Mind you we were high-tech. They ran at 300 baud. Oh, and the fax machine was kewl too. You had to strap individual sheets of silvery paper to the drum, which used to spin round and fill the room with the stink of ozone.

It was like Frankensetin’s lab in there.

We even had the monsters.

Comment from Steamboat McGoo
Time: June 2, 2007, 8:37 am

That’s the term I was trying to remember – acoustic coupler. I assume the coupler hooked to a modem-like gadget inside. I don’t actually know the baud rate, but they were pretty much limited to audio speed since they used the actual speaker/microphone to send tones.

If ya give me a week, I’ll remember the original brand of BASIC. It weren’t Microsoft or IBM.

Yes Badger, as we both know, it was primitive back then: if a sabertooth tiger roared or mastodon trumpeted nearby, the coupler really screwed up. 🙂

I never operated one of those spinny faxes. But I saw ’em in motion. Neato.

Comment from Gnus
Time: June 2, 2007, 2:22 pm

$stringvalue is all I’m sayin’.

I was at work at the first discount department store in Knoxville the day Kennedy was shot. I remember how quiet and empty the normally busy store got and how the drive home looked like a Sunday – nobody much out on the street. It was like a hush came over the world.

Yes, I’m ancient. 🙂

Comment from Fictitious Grandson McGoo
Time: June 2, 2007, 2:36 pm

*Sigh* All those old farts do is sit around telling “remember when” stories! I already bluetoothed them all to my I-pod and to Sis’s in Singapore, and posted ’em on the family website AND alternate d/l site. Geez!

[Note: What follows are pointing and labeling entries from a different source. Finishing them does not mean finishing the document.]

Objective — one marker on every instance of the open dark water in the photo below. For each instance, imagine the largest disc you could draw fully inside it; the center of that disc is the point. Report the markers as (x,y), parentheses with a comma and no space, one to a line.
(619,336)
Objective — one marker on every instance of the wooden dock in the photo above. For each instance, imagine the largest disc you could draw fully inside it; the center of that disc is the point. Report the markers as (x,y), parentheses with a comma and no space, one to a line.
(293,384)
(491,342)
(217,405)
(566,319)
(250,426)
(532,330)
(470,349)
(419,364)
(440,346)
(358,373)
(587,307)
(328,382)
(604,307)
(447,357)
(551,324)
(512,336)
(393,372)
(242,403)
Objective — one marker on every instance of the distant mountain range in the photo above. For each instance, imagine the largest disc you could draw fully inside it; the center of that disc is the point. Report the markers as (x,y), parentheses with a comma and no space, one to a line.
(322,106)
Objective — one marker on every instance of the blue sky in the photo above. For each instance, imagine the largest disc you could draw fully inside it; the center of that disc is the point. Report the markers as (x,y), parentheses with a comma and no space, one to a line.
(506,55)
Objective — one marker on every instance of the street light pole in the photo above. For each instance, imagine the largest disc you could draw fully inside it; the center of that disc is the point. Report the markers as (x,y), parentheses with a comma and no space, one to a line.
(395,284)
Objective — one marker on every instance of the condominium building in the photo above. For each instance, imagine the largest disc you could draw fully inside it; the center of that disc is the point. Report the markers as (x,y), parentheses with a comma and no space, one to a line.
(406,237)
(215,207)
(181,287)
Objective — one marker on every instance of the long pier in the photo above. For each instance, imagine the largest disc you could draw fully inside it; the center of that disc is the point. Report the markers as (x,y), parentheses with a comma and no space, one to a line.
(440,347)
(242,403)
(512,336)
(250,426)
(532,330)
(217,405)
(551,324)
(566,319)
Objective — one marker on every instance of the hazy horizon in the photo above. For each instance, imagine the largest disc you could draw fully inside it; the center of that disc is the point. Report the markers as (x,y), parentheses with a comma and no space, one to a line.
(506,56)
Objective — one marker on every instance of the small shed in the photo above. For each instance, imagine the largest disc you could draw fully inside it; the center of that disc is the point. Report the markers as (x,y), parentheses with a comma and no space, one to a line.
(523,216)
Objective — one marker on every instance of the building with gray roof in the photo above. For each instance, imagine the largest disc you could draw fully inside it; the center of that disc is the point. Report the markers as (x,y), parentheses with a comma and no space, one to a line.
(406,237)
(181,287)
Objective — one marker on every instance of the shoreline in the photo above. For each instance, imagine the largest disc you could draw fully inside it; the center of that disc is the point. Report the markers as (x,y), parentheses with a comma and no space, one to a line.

Comment from Steamboat McGoo
Time: June 2, 2007, 2:40 pm

Your a minimalist, Gnus. I bet you’re truly lethal with assembler. No prisoners.

Comment from Gnus
Time: June 3, 2007, 7:30 pm

Push, pop, poke, mov, wiggle – like pron, I knows assembler when I sees it. That’s about it. Anything I wrote in ssembler would indeed be lethal, though not in a good way.

I’m gonna take up Lolcode.


Comment from S. Weasel
Time: June 3, 2007, 7:34 pm

The O’Rly Guide to Lolcode is one of the funniest things I’ve seen since…umm…that really funny thing I saw.

Includes updated GIMMEH scripts and CAN HAS examples.